Writing

You might not need… the repository pattern

Most codebases implement a cargo-cult ‘repository pattern’ that Evans and Vernon would shudder at. What actually gets shipped is usually a grab-bag collection of methods that provide no real abstraction, and no clear value.

An isometric illustration of orange call paths passing from app code panels through a thin facade panel into database cylinders and tables.

The repository pattern originates from Patterns of Enterprise Application Architecture, with Domain-Driven Design and ‘layered’ (i.e. hexagonal/clean/onion etc) architecture expanding on it from there.

There are legitimate reasons it gained in popularity:

  • It provides a clean way to separate IO from business logic.
  • Testing business logic becomes a lot easier/faster, since there’s a clean seam to swap in a test-double and keep everything in-memory.
  • It theoretically makes it easier to switch out the backing store if you change database/provider.
  • It fits well into the OOP world of Java, C# and friends, where ORMs map to entities.

What is a repository?

Let’s define the strict, traditional version of a repository:

  • A repository operates on aggregate roots.

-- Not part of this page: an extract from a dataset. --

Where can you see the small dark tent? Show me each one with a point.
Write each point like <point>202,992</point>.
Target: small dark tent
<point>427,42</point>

These are the invariant boundaries of your domain model. In traditional DDD, only one aggregate should be committed per operation, with everything else becoming eventually consistent (which helps to minimize locking). The C# documentation suggests relaxing this if strong consistency is important.
  • A repository returns aggregates, fully hydrated. Vernon is explicit on this: repositories are not Data-Access-Objects. He spends an entire section distinguishing them. A DAO is expressed in terms of database tables and provides CRUD over them, while a repository operates on aggregates.
  • Since a repository is (theoretically) persistence-ignorant, it should in no way orchestrate a ‘unit of work’, i.e. a transaction boundary. If you’re following the one-aggregate-per-operation rule, this becomes a lot easier. If not, you probably need to cheat and pass an open transaction through ALS or some kind of thread-local storage equivalent. Nest CLS is a great example of this working really well. If you’re using Go, I guess you can pretend you’re not funneling it through the ctx grab-bag on every method.
  • The querying interface depends on context. Evans permits dedicated query methods (findCancelledOrders), and suggests specifications when things become unwieldy. Vernon’s strictest version of a repository is just add, save, fromId, but this is only practical when splitting reads from writes (CQRS).

Repositories in the wild

If you follow a strict domain model, and propagate changes to other aggregates through events, you can adhere to the above criteria. You’re probably writing Java, C#, or JS with Nest (which really, really wants to be Java).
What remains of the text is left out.